We then headed to Gion to spot some legit Maikos and Geikos, Chairman Ken Watanabe, as well as admire some Ryokans, Machiyas and Ochayas. We were lucky to catch them on the streets while they were on their way to their dinner engagements. Did I tell I have deep fascination with the geisha culture the first time I read the book? This made me fell in love with Japan even more.

Geisha Sighting in Gion Kyoto

When in Kyoto Guide

First Time Guide in Kyoto Gion District

We then returned our kimonos before retreating to our hotel to freshen up. And finally reunited with my lost luggage.

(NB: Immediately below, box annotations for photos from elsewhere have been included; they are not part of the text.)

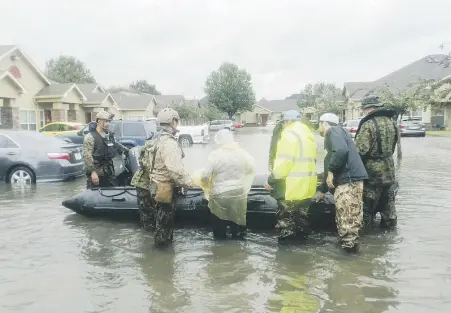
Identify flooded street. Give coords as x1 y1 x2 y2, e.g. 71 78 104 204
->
0 129 451 313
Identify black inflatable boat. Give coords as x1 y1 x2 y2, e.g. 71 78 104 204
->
62 148 335 231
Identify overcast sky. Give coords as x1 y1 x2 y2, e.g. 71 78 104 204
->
0 0 451 100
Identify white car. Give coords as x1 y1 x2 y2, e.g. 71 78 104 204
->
209 120 235 131
265 121 276 128
341 119 360 138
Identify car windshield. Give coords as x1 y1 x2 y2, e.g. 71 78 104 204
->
7 131 67 146
347 120 360 127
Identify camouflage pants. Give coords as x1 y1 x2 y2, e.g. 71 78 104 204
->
152 198 175 247
334 181 363 248
276 199 311 241
363 183 398 229
136 187 156 230
86 161 117 189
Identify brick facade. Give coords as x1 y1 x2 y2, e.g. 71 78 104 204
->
52 109 66 122
0 107 20 129
67 110 83 123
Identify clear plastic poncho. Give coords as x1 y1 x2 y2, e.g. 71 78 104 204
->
193 130 255 226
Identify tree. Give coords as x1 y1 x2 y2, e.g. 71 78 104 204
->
45 55 96 84
205 62 255 118
129 79 161 95
297 82 344 116
171 105 202 120
202 104 225 121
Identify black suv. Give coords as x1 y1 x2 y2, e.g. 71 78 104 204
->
55 120 157 148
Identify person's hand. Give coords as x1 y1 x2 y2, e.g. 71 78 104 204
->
326 172 335 189
91 172 99 185
264 183 272 191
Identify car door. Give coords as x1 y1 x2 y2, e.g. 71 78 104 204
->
120 122 147 146
0 134 20 181
39 123 62 136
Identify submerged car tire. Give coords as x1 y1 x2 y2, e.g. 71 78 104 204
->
7 166 36 185
179 135 193 146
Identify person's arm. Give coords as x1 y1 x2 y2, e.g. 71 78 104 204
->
327 128 349 173
159 140 191 186
268 123 282 170
355 122 374 160
272 132 299 179
114 136 130 152
83 134 95 173
200 152 214 185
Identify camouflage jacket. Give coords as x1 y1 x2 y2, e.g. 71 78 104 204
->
83 133 128 176
355 109 399 186
142 131 192 186
131 139 158 190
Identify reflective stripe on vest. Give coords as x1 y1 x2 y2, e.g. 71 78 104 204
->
277 130 317 178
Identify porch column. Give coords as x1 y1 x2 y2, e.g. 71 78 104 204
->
0 100 20 129
51 109 66 122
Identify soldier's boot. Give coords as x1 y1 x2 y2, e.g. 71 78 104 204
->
379 219 398 230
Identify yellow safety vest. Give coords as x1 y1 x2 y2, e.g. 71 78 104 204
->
273 122 318 200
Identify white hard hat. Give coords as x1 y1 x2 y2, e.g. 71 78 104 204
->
319 113 339 125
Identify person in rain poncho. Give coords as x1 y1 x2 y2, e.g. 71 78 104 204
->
200 129 255 238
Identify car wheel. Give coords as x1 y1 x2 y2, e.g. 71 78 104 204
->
8 166 35 185
179 136 193 147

Did you know that you can send out your suitcases ahead of you to another destination in Japan? Travel light and worry free. There are a number of couriers that offers luggage shipping to your next destination. You can easily find them at the airport or arrange a hotel pick-up.

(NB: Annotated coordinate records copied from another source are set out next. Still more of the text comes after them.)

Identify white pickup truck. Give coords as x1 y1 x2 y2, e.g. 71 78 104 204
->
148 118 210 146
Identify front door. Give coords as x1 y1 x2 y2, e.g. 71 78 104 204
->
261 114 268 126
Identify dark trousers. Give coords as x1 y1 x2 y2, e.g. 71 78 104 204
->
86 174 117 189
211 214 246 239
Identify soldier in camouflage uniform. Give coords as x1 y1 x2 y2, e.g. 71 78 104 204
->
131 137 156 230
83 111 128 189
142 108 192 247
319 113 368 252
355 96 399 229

Of course, this day won’t pass by without the ultimate thing to do for first timers in Japan, salivate to a Wagyu beef paired with Sake. It’s expensive anywhere in the world coz it’s of the top quality brand beef, but since it’s made in Japan, better set your priorities right. You’ll find it reasonably priced when it melts in your mouth. Found a hole in the wall restaurant bar – Sakanaya – Hirari, a high rated restaurant along one of the hidden streets in Kyoto. We were the last one to get served, no english but no problem! Kampai!

A Match Made in Kobe Beef and Sake

Day Three – Kinkaku-ji Temple – Nijo-jo Castle – Osaka 

For our last day in Kyoto before heading out to Osaka, we started early at Kinkaku-ji Temple. We purchased another set of Kyoto City all-day bus pass to take us to Northern Kyoto. The most picturesque temple I have ever seen yet. The top floors are covered with gold leaf which looks stunning at any season.

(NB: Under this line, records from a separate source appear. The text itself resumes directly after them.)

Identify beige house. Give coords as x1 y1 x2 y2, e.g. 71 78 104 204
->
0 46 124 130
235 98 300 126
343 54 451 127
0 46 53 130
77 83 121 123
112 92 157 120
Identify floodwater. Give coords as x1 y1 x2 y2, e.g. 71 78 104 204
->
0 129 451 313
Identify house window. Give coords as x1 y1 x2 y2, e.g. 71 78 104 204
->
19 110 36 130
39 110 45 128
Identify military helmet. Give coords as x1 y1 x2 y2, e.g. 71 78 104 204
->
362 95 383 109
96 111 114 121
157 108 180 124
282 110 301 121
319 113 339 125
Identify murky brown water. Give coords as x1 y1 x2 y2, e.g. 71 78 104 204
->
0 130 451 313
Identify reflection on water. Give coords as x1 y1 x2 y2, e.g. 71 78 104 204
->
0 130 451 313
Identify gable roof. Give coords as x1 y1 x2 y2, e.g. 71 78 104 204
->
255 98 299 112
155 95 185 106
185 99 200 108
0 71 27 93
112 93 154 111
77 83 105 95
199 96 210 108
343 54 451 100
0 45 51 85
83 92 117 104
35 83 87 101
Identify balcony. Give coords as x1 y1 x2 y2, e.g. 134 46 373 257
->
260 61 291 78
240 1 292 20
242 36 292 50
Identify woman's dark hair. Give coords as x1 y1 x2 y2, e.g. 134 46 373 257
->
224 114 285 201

Kinkaku-ji Temple Golden Pavillion

We then move to Western Kyoto to explore Nijo-jo Castle. A former residence of the first shogun of Edo period. Stepping into the castle ground, one will be transported into a historical era, where manicured traditional Japanese garden surrounds the impressive feudal Japan architecture.

Nijo-jo Castle Kyoto

Nijo-jo Castle Kyoto

Nijo-jo Castle Japanese garden

Nijo-jo Castle

It was short and sweet Kyoto. I will miss the laid back atmosphere and all your greens. You certainly inspired our first time soul.

We hurried back to our hotel just before sundown to pack our suitcases and take the rail service to Osaka.